Die aktuelle 45-RPM-Neuauflage von “Analogue Productions” gehört ohne Übertreibung zu den besten Editionen, die dieses Album jemals erfahren hat. Gemastert von den beiden Legenden Kevin Gray und Steve Hoffman, direkt von den originalen “Riverside“-Masterbändern, beeindruckt ´Kelly Blue´ selbst erfahrene Vinyl-Liebhaber.
Bei dieser neuen Edition besitzt die Flöte von Bobby Jaspar in ´Kelly Blue´ eine unglaubliche Luftigkeit und Benny Golsons Tenorsaxophon eine fast physische Präsenz. Man hört förmlich das Anblasen des Holzblattes. Das unkomprimierte analoge Master transportiert in ´Softly, As In A Morning Sunrise´ das tiefe, hölzerne Resonieren des Korpus beim Spiel von Paul Chambers so unmittelbar, als stünde das Instrument leibhaftig im Zimmer. Und wenn das Trio bei ´Green Dolphin Street´ in den treibenden Swing-Rhythmus wechselt, entfesselt der großzügige 45-RPM-Schnitt den Bass von Paul Chambers mit einer Wucht und Klarheit, welche das gesamte Raumgefühl umgehend transformiert.
Die völlige Nebengeräuschfreiheit dieser “QRP”-Pressung legt in ´Willow Weep For Me´ das mechanische Leben des Flügels regelrecht frei. Man kann das physische Nachschwingen der Saiten im hölzernen Korpus beim Ausklingen der Akkorde geradezu fühlen. Die unbändige Grobdynamik macht in ´Keep It Moving´ haargenau erlebbar, wie Jimmy Cobb das Basis-Trio nach vorne peitscht und mit welcher Raffinesse die Bläser Akzente setzen. Dank der Pressung von “Analogue Productions” bleibt in ´Old Clothes´ das Zusammenspiel von Paul Chambers’ gezupftem Bass und Jimmy Cobbs Snare-Drum so messerscharf voneinander getrennt, dass eine perfekte räumliche Ortung beider Instrumente gelingt.

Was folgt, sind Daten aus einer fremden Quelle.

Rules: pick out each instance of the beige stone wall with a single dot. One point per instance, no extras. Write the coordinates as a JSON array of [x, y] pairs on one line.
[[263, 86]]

Selbstverständlich wurden die beiden 180g-LPs bei “Quality Record Pressings” gefertigt und laufen dementsprechend außergewöhnlich ruhig. Die höhere Drehzahl verteilt die Musik auf vier Plattenseiten, wodurch Verzerrungen zum Plattenende praktisch verschwinden und die Dynamik deutlich gewinnt. Auch die Ausstattung erfüllt höchste Ansprüche. Das stabile Stoughton-Tip-on-Gatefold mit matter Oberfläche orientiert sich an klassischen US-Jazzproduktionen der späten Fünfzigerjahre und vermittelt genau jene Wertigkeit, die ein Album dieses Ranges verdient.
Wer ´Kelly Blue´ in seiner klanglich wohl besten Form erleben möchte, findet in dieser “Analogue Productions”-Ausgabe eine Referenzpressung, die eindrucksvoll demonstriert, weshalb audiophile Vinyl-Ausgaben einen legendären Ruf genießen. Wer bereits eine frühe, originale “Riverside”-Ausgabe besitzt, muss selbstverständlich nicht ersetzen, was längst hervorragend klingt.
Mehr als sechs Jahrzehnte nach seiner Entstehung hat ´Kelly Blue´ nichts von seiner Ausstrahlung eingebüßt. Dieses Album swingt mit einer Dynamik und Natürlichkeit, die zeitlos bleibt. Es erzählt vom Blues, vom Leben und von der Kunst, mit wenigen Tönen mehr zu sagen als andere mit tausend. Deshalb gehört Wynton Kellys Meisterwerk bis heute in jede ernsthafte Jazzsammlung.